The traditionalists, Schuon and Ananda Coomaraswamy, for example, take this same idea and expands it beyond any given religious tradition, making it universal and perennial. There are defined revelations; they share a unanimous point of view on many essentials (they would say "all essentials" with a series of asterisks and explanations).
People like Solzhenitsyn, Wojtyla, Milosz, and others give voice to this same set of ideas (the whats and the whys) through various religious and cultural filters: Catholicism; Russian Orthodox romantic exceptionalism (perhaps) and so on.
The big tension, I think, for Rod and for anyone who considers him or herself conservative is to figure out what's non negotiable, and what's secondary and able to be changed. And the most important part of this lies in the place of individualism in a post-Enlightenment world: we're here, even if some believe we should not be; what parts of it are good, valuable, true; what parts are excessive or even untrue and harmful?
What's striking about Solzh, Wojtyla, Milosz, etc. is that, while in the service of something greater than their atomic selves, they were *profoundly* powerful individuals, even if their individualism was in the service of transpersonal or impersonal truth. They were impressive **individuals**, not merely mouthpieces.
This suggests that this age (apologies to those who dislike German philosophy) needs a form of individualism, even for those who distrust the extent to which the modern world is fragmentary and atomistic.
One last note (apologies for length): Erazim Kohak also fits into the Eastern European model. His "The Embers and the Stars" is an attempt to balance our post-Enlightenment way of life with the true nature of physical, natural reality, thereby finding human wholeness in our relation with nature.

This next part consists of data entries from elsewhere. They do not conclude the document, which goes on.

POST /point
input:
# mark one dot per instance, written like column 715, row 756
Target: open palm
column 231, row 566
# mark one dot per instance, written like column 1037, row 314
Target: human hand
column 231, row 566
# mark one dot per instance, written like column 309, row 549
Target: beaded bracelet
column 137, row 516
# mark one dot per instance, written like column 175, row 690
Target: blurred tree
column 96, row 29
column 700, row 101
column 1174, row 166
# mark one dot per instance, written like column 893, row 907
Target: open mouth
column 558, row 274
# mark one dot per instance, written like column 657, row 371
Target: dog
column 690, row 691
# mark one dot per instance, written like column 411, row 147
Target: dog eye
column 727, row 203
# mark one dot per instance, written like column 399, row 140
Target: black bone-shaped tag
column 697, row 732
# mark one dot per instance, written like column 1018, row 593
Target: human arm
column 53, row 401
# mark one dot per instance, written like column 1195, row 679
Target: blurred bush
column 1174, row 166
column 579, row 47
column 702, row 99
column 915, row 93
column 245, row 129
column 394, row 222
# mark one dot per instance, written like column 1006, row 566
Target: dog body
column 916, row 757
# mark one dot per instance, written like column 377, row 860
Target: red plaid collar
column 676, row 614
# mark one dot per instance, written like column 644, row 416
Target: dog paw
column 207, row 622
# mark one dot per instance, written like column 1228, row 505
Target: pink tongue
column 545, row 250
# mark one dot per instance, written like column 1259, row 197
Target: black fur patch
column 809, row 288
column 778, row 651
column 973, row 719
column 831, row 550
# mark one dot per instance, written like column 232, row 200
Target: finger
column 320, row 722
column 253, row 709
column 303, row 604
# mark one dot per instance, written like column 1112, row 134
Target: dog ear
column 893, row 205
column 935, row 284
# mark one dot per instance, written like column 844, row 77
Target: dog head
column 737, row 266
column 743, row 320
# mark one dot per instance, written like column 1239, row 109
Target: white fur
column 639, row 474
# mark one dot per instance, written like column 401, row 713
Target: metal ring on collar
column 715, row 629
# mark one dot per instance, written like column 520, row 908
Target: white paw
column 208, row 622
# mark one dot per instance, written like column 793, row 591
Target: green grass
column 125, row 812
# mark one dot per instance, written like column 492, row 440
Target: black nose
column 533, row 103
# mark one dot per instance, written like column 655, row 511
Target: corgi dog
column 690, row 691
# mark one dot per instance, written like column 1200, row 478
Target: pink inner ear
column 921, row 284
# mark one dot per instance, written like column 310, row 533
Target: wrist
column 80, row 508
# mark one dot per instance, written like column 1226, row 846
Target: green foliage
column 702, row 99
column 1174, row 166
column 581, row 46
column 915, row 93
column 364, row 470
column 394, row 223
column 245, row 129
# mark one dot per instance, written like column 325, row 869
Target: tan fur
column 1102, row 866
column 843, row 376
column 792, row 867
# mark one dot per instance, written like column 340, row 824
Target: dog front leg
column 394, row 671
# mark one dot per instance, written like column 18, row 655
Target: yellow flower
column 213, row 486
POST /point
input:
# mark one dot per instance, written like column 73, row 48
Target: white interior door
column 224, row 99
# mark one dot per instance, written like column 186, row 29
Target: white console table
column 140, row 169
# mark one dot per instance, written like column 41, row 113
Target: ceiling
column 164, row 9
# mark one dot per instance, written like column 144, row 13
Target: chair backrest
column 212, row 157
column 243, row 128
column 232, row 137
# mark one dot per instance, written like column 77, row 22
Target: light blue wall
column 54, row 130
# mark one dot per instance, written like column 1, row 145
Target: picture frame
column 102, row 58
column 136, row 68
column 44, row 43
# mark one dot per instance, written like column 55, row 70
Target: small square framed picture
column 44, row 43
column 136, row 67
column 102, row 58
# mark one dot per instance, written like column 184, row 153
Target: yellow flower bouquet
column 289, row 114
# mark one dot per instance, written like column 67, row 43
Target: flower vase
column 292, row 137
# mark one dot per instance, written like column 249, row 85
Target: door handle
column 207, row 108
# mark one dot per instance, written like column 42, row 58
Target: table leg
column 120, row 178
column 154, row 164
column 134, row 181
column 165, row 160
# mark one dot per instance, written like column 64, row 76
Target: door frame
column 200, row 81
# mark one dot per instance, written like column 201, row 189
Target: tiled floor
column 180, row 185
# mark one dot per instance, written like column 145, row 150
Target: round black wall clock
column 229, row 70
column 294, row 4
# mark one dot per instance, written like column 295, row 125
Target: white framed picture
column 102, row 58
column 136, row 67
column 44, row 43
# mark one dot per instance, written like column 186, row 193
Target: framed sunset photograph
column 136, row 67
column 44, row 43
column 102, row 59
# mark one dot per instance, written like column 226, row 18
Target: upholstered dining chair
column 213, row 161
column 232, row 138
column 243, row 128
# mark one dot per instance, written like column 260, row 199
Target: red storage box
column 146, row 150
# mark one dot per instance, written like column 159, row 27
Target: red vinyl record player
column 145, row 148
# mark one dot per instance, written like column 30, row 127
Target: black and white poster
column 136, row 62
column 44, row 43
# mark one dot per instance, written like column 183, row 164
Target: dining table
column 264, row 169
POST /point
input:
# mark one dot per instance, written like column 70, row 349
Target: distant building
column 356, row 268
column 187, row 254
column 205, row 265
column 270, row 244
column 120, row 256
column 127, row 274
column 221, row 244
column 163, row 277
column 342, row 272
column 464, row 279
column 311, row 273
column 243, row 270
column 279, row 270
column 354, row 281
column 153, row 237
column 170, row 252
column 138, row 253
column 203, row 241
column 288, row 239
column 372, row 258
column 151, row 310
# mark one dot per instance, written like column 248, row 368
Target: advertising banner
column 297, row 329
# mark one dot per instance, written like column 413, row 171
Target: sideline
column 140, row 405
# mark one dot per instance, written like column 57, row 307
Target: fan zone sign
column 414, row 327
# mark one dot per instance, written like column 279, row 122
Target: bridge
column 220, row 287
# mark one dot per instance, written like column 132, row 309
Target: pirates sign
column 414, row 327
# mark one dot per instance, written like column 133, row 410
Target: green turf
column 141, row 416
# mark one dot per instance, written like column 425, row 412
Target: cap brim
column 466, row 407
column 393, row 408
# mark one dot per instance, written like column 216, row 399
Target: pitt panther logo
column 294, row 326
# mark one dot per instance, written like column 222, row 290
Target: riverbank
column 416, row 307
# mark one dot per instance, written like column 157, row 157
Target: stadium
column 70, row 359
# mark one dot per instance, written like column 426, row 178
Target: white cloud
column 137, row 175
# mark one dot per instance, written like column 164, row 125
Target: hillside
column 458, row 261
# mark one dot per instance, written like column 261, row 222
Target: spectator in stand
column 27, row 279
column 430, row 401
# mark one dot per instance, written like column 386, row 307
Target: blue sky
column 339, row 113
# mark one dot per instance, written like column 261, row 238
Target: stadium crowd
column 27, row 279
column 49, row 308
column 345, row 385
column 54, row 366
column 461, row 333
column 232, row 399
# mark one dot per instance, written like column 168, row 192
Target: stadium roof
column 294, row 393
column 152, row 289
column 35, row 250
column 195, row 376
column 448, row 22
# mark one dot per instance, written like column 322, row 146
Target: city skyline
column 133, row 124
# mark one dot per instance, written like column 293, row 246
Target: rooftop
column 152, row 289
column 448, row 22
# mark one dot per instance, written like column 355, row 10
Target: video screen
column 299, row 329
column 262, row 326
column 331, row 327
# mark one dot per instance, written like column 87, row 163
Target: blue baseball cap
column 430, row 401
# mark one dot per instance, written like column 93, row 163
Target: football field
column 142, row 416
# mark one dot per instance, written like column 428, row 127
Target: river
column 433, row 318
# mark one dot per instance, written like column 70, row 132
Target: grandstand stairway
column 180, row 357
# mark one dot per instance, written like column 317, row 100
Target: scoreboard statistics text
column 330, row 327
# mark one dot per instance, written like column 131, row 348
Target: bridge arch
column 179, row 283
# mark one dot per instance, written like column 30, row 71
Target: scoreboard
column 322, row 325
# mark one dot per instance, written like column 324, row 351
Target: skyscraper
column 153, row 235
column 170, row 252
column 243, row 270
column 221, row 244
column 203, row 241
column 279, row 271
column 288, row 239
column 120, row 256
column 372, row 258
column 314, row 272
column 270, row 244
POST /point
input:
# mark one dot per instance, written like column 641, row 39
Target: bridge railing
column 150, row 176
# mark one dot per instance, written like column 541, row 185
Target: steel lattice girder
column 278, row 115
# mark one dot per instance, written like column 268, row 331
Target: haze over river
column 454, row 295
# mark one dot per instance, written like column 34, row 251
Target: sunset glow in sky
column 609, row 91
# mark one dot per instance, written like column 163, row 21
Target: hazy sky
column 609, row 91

I would suggest that what Solzh and the others did for humans in relation to tyranny, Kohak is doing in relation to our tyranny over the natural world in a very quiet way.
Great post, PDG. Your one-paragraph summary of the central difference between modernists and premodernists is very good indeed.
"The big tension, I think, for Rod and for anyone who considers him or herself conservative is to figure out what's non negotiable, and what's secondary and able to be changed. And the most important part of this lies in the place of individualism in a post-Enlightenment world: we're here, even if some believe we should not be; what parts of it are good, valuable, true; what parts are excessive or even untrue and harmful?"
Correct. I've often used the analogy regarding the difference between supporting pillars and those which are merely decorative, or between walls which are load-bearing and those which simply divide rooms.
I shall look Kohak's book up.
http://www.telegraph.co.uk/news/worldnews/europe/russia/2470310/Sexual-harrassment-okay-as-it-ensures-humans-breed,-Russian-judge-rules.html
Whether this is a flaw in Russian culture or a sign of their new crassness I don't know. Here's some notable facts and quotes from it.
"100 per cent of female professionals said they had been subjected to sexual harassment by their bosses, 32 per cent said they had had intercourse with them at least once and another seven per cent claimed to have been raped. Eighty per cent of those who participated in the survey said they did not believe it possible to win promotion without engaging in sexual relations with their male superiors."
"If we had no sexual harassment we would have no children," the judge ruled.